Primary Submission Category: Machine Learning and Causal Inference
Random Forest Counterfactual Similarity for Causal Inference
Authors: Bernardo Modenesi, Sima Najafzadehkhoei,
Presenting Author: Bernardo Modenesi*
Causal inference fundamentally relies on the ability to construct credible counterfactuals, i.e., to identify which units are “similar enough” in pre-treatment covariates to support causal comparisons. In practice, similarity is often imposed using Euclidean distances on standardized covariates, linear regression adjustment, or one-dimensional balancing summaries such as the propensity score. These choices can be brittle in tabular data with nonlinear interactions, heterogeneous feature relevance, mixed variable types, and missingness, where small changes in preprocessing or feature scaling can substantially alter which counterfactuals are deemed comparable.
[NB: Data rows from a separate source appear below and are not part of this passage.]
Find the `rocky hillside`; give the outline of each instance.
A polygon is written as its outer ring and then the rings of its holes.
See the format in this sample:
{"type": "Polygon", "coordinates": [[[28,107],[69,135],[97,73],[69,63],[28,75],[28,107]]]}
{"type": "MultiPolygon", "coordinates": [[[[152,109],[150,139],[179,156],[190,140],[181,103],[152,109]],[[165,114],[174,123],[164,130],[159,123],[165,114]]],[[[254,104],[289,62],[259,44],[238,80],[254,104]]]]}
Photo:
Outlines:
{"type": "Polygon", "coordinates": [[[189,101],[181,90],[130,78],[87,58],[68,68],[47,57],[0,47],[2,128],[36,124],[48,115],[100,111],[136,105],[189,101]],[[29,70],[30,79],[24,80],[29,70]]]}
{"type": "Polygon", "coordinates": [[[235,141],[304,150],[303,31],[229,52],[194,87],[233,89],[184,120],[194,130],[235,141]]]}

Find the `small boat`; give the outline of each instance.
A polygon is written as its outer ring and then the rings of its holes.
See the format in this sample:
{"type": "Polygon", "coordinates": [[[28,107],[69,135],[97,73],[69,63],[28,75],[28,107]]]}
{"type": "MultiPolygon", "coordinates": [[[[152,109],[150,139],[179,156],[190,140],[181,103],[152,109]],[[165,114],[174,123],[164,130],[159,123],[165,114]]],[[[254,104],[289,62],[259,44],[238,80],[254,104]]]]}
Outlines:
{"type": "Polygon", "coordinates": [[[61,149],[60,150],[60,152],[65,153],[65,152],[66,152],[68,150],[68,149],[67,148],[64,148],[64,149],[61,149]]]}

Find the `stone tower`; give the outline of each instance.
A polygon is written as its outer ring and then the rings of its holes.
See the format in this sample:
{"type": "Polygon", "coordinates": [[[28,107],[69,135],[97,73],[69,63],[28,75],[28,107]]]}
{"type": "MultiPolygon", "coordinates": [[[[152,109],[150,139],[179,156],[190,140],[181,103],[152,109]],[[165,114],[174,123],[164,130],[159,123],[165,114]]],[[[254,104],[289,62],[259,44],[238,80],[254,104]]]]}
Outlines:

We propose a proximity-based notion of counterfactual similarity learned from random forests, yielding a data-adaptive metric that emphasizes covariate dimensions that matter for partitioning the population while down-weighting irrelevant variation. We show how this learned similarity can be used as a unifying primitive for several causal workflows: (i) proximity-based matching and stratification, (ii) proximity-weighted estimators that localize adjustment to data-supported neighborhoods, and (iii) estimation of heterogeneous treatment effects by comparing proximity-defined counterfactual outcome models across treatment groups. We further introduce diagnostics for counterfactual quality based on local overlap and neighborhood stability, enabling transparent assessment of where causal conclusions are well supported.